We treated the number of individual participants as the unit of analysis in this review. When data were reported using the number of limbs instead of individual participants, we attempted to carry out the appropriate adjustments for data analysis. We planned to include cluster‐randomised trials in the analysis. If any cluster‐randomised trials had been identified, we would have adjusted the results when the unit of analysis in the trial was presented as the total number of individual participants instead of the number of clusters. We intended to adjust the results using the mean cluster size and intracluster correlation coefficient (Deeks 2011); however, no cluster size trials were included in this review. For meta‐analysis, we planned to pool data from individually randomised trials using the generic inverse‐variance method, as described in Chapter 16 of the Cochrane Handbook for Systematic Reviews of Interventions (Higgins 2011c).

Dealing with missing data

We contacted the original investigators to request any missing data whenever possible. No additional data were provided by study authors. If a trial did not specify participant group number prior to dropout, we present only complete case analyses for primary and secondary outcomes.

Assessment of heterogeneity

If, for future updates, we are able to include a sufficient number of studies, we will pool data for meta‐analysis using RevMan (RevMan 2014). We will consider clinical heterogeneity (that is the degree to which trials appear similar in terms of type of participants, type and duration of intervention, and type of outcome) and statistical heterogeneity. We will assess statistical heterogeneity using the Chi² test (a significance level of P < 0.10 will be considered to indicate significant heterogeneity) in conjunction with the I² statistic (Higgins 2003). The I² statistic examines the percentage of total variation across trials due to heterogeneity rather than variation due to chance (Higgins 2003).

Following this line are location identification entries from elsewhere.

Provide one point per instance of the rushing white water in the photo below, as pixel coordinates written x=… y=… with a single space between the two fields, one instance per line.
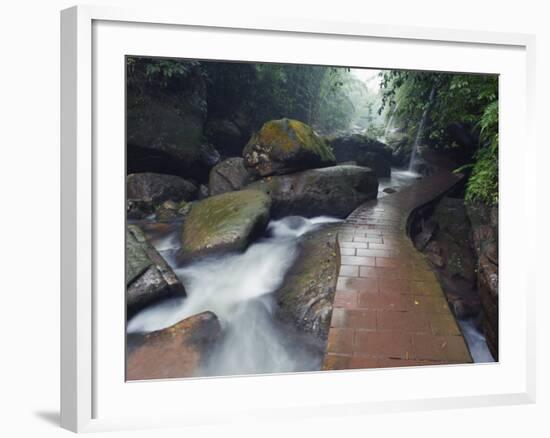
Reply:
x=399 y=178
x=389 y=125
x=239 y=288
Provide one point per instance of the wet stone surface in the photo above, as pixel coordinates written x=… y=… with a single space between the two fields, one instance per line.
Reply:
x=389 y=309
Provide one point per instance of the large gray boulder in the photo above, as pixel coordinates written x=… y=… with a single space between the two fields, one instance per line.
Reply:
x=306 y=296
x=176 y=351
x=226 y=136
x=285 y=146
x=333 y=191
x=148 y=276
x=228 y=175
x=146 y=191
x=365 y=151
x=165 y=119
x=224 y=223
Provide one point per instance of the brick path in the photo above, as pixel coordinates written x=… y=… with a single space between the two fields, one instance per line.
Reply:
x=389 y=309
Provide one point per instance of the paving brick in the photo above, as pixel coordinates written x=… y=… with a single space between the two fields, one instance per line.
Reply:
x=336 y=362
x=345 y=299
x=384 y=344
x=347 y=251
x=357 y=261
x=349 y=271
x=377 y=301
x=389 y=309
x=357 y=284
x=340 y=340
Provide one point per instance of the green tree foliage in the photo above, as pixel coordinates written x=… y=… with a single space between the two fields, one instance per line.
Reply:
x=469 y=99
x=323 y=97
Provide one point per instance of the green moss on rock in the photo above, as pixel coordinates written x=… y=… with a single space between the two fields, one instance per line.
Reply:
x=285 y=146
x=226 y=222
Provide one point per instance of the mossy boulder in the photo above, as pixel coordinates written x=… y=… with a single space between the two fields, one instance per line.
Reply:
x=306 y=296
x=228 y=175
x=176 y=351
x=333 y=191
x=224 y=223
x=365 y=151
x=285 y=146
x=147 y=191
x=171 y=210
x=148 y=276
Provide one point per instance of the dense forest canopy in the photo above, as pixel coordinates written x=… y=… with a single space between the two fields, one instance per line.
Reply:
x=422 y=107
x=468 y=99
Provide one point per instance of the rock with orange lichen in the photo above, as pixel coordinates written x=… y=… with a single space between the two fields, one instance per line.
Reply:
x=174 y=352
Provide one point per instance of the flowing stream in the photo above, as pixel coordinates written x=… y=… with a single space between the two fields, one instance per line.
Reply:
x=420 y=131
x=239 y=289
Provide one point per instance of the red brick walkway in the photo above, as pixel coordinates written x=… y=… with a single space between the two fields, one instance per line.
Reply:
x=389 y=309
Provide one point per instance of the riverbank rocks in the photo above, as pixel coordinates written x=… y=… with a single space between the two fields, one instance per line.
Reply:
x=485 y=239
x=148 y=276
x=333 y=191
x=176 y=351
x=226 y=135
x=445 y=239
x=223 y=223
x=364 y=151
x=146 y=191
x=228 y=175
x=285 y=146
x=306 y=296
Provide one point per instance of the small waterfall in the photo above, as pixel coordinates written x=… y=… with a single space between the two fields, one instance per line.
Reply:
x=389 y=125
x=239 y=288
x=420 y=131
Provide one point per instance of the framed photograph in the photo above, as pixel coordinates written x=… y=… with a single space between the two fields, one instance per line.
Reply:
x=291 y=218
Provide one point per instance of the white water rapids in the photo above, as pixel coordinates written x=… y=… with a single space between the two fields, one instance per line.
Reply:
x=239 y=288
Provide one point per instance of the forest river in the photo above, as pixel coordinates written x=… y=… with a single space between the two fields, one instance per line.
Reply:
x=240 y=290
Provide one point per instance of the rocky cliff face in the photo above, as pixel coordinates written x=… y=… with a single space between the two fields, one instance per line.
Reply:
x=484 y=221
x=165 y=124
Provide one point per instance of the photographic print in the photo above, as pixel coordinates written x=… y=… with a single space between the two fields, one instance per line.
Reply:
x=286 y=218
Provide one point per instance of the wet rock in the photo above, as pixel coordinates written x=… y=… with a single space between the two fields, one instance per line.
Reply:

Heterogeneity will be categorised as follows: I² values ≤ 40% will indicate a low level of heterogeneity and ≥ 75% will represent very high heterogeneity (Deeks 2011).

Assessment of reporting biases

If, for future updates, we are able to include a sufficient number of studies (10 RCTs or more), we will attempt to assess publication bias using funnel plots as described in the Cochrane Handbook for Systematic Reviews of Interventions (Sterne 2011). If asymmetry is present, we will explore possible causes, including publication bias, poor methodological quality and true heterogeneity.

Data synthesis

We included insufficient studies to pool data for meta‐analysis and so present a narrative overview of the included RCTs. For future updates we plan to present a narrative overview of the combined studies with a meta‐analysis of outcome data using RevMan 2014 where appropriate. Our decision to include studies in a meta‐analysis will depend on the availability of treatment effect data and an assessment of heterogeneity. For comparisons where there is no apparent clinical heterogeneity and the I² value is ≤ 40%, we will apply a fixed‐effect model. Where there is no apparent clinical heterogeneity and the I² value is > 40%, we will apply a random‐effects model. However, we will not pool data where heterogeneity is very high (I² values ≥ 75%).

Subgroup analysis and investigation of heterogeneity

If, for future updates, we are able to include sufficient data (10 RCTs or more) and identify substantial heterogeneity we will conduct subgroup analyses. We plan to carry out subgroup analyses according to differences in the following variables: studies that report the treatment in the presence or absence of compression therapy independent of type (elastic or non‐elastic) or level (moderate or high) of compression.

Sensitivity analysis

If, for future updates, we are able to include a sufficient number of studies, we plan to undertake sensitivity analyses according to risk of bias, excluding RCTs that we judged as being at overall high or unclear risk of bias.